Patrick Nieto has no problem with his father, Robert, when he wants to keep his bike in the living room. Nor is there any argument if Patrick wants to clean and polish the bike's chrome accessories near the family TV. In the Nieto family this is devotion to the cultural phenomenon of the lowrider bike, a spinoff from lowrider cars in the Hispanic community. Patrick's bike, with an Aztec warrior theme, is a joint venture with his father. With Patrick's work, and his father's money, the bike is worth $3,000. "I told him if he passed his spelling and math test every Friday in school, he could build the bike," says Mr. Nieto. Patrick is now an A student in the third grade, and the bike that he and his father built has been proclaimed a winner in five shows.

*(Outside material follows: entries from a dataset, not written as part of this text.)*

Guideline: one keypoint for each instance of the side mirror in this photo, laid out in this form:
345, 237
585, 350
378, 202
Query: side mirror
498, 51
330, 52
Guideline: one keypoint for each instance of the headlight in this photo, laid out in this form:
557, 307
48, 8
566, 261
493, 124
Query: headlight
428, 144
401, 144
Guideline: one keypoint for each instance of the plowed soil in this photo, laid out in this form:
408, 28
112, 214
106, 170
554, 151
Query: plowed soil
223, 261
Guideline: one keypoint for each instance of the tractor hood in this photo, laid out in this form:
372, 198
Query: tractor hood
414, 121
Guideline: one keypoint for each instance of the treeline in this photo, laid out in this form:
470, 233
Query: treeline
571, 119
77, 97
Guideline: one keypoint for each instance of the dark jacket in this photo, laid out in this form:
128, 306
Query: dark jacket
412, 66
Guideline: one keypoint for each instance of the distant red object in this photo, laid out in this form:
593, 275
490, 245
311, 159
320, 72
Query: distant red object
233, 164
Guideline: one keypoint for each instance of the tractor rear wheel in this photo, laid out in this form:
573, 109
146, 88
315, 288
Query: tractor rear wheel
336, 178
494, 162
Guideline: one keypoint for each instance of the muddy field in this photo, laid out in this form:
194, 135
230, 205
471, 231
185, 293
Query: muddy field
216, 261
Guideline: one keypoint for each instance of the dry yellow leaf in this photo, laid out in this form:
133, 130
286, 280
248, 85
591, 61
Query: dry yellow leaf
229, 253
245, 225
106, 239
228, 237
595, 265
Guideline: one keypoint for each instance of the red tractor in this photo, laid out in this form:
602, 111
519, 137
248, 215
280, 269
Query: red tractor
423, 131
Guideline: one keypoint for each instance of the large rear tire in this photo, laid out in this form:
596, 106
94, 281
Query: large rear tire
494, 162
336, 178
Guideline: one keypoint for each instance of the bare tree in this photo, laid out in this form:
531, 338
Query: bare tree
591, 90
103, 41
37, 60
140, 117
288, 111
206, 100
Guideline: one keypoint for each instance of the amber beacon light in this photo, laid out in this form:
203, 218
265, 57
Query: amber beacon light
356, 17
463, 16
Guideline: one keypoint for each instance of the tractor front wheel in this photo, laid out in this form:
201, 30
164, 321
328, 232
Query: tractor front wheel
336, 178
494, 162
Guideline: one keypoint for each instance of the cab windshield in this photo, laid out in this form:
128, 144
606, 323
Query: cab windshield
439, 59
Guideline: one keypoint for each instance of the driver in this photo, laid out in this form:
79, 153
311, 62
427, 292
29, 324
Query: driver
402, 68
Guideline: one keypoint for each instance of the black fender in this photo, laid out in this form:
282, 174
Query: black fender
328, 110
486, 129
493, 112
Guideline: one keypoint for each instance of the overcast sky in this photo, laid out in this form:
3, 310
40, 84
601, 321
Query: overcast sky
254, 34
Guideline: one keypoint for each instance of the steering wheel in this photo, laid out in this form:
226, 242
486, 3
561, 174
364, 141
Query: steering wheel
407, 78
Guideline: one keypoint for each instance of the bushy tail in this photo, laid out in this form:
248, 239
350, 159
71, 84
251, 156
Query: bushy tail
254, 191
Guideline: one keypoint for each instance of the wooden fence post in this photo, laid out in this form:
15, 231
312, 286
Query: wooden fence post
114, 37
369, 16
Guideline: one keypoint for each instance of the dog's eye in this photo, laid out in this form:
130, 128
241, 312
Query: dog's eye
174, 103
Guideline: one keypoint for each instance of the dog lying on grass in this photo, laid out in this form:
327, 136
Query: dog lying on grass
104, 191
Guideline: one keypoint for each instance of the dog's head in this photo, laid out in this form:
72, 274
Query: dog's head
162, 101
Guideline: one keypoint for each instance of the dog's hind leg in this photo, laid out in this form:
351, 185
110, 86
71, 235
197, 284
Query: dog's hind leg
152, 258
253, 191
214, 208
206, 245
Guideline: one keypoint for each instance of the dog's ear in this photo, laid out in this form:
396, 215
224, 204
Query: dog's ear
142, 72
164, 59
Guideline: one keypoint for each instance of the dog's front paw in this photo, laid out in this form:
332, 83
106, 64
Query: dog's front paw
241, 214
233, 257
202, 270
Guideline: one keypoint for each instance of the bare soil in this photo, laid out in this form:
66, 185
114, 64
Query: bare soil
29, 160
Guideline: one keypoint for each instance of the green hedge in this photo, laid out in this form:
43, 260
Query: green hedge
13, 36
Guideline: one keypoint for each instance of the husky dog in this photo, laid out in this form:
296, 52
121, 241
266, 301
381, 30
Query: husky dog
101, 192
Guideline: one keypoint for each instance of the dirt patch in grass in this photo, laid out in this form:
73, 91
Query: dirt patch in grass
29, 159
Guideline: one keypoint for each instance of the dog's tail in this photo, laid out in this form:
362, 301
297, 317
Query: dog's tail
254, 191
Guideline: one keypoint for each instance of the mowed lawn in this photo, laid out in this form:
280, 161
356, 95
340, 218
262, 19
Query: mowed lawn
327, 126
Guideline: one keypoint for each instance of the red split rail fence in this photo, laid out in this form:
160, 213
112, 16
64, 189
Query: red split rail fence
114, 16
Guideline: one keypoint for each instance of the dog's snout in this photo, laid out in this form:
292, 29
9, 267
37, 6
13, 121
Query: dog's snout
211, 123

"I cleaned and polished it for a week before this show," says Patrick, standing next to the bike in a parking lot where lowrider bikes are on display near lowrider cars. The bike, basically a 1970s Schwinn with a jaw-dropping number of chrome accessories, features a hand-painted Aztec warrior on the old 20-inch long, banana-style seat popular in the 1970s. Classic Schwinn Sting-Rays are now popular lowrider bikes across the US. The front suspension system of Patrick's bike has been raked forward, giving it the lowrider look. He can steer it in two ways: handlebars (with four rear-view mirrors) or a small twisted steel steering wheel jutting out of the neck of the bike.

Attached to the rear fender, and braced to the frame, is a spare wheel with a swirling hubcap, styled somewhere between art deco and Ben Hur. The tires are spotless whitewall, and each wheel has double the number of spokes, all gleaming chrome. Nieto, a retired policeman, says, "Patrick selected everything on the bike and then we put it together over a year's time." Maribel Alvarez, who curated a recent exhibition of lowrider bikes at the San Jose Center for Latino Arts in California, says the interest in lowrider bikes among Hispanic kids grew out of watching older brothers and fathers working on lowrider cars.

Because the bikes are usually constructed within a family context, she calls them "an intrinsically social phenomenon with a brother, dad, or friend usually there." While basically a male arena, some Hispanic girls also have lowrider bikes.